In June 1995, Parliament unanimously adopted a motion to bring back the death penalty but then Justice Minister Gamini Lakshman Peiris said no final decision had been taken and the debate ended there.

Then in March 1999, Kumaratunga vowed to re-introduce capital punishment on the heels of the rape and murder of an Indian woman.

But public opposition to capital punishment ended that debate as well. Now the government and the new justice minister, Batty Weerakoon, are determined to carry out the death penalty. “It will take effect. It will be done,” he said in a newspaper interview.

Asked what procedures the government would follow before the first man is hanged, he said, “We will follow the normal procedures.”

Yet as in the previous two attempts, the government is certain to run against opposition to the revival of the death penalty. “I feel they won’t go through it,” said professor Siripala Hettige, the country’s best-known sociologist and head of the department of sociology at Colombo University.

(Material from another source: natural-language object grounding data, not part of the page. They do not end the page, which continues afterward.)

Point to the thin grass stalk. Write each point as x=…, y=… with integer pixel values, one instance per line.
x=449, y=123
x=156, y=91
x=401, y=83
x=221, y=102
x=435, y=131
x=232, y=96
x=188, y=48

“But talking about it is the easiest thing to do because the government can create an illusion that they are dealing with crime,” he said.

In the past month, there have been at least 25 killings and 20 high-profile robberies from various parts of the country. A recent study by criminologists has revealed that youngsters under 25 years were involved in more than 90 percent of the crimes mainly due to unemployment, poverty and political rivalry.

Sociologists attribute the rise in crime to the growing gulf between the rich and the poor and a breakdown in acceptable norms in accumulating wealth. Hettige adds that in the present economic scenario, people have a tendency to make money at any cost.

“There is a kind of anarchy in the system of distribution and the acquisition of wealth. People want to amass wealth through any means,” he said.

Much of the blame on the violence has been placed on the 35,000- odd army and police deserters who are prowling the streets looking for easy money and prepared to handle contract killings or robberies for a fee.

Violence in society has turned even personal disputes into bloody confrontations, according to local media.

Sociologists add that the ongoing ethnic conflict is much to blame for the growing violence with the loss of lives become meaningless nowadays. “People are dying like flies in the war, so taking one’s life is no big deal if there is a fee involved,” one sociologist, who declined to be named, said.

More than 60,000 people have died and thousands more maimed in fighting between government troops and Tamil rebels since 1983. The rebels are demanding an independent homeland in the north and the east for their minority Tamil community.

According to some newspaper reports, Colombo gangsters have a nexus with the rebels and offer them sanctuary in the city in return for arms and cash.

According to police figures, the number of non-ethnic war murders are increasing by the day. In January to June, 608 killings were reported along with more than 4,000 robberies, bank hold-ups and minor thefts. In the whole of 1999, there were 1,711 killings and in 1998, 1,385 killings.

Two other high-profile murders last year also drew attention to the death penalty debate. The murder of a young teenage schoolboy by another teenage gang and the bloody massacre of an entire family of six outraged and shocked people and revived calls for the death penalty.

The accused in both cases have been sentenced to death.

Meantime, Justice Minister Weerakoon reckons quick trials and indictments in addition to eliminating political interference in the police force can to some extent address the rising crime statistics.

“There has to be a revamp of the police service. The police has lost its professionalism over the years due to political interference which came by way of patronage extended by parliamentarians,” he said.

But others are convinced the police are not entirely to blame for the problem.

“In our country, criminals are easily accepted back into society and not made to feel they have done something wrong. So they conveniently go back to committing the same crimes after serving a short jail term or pay a small fine,” said Jayatissa de Costa, a lawyer and member of the state-run Law Commission.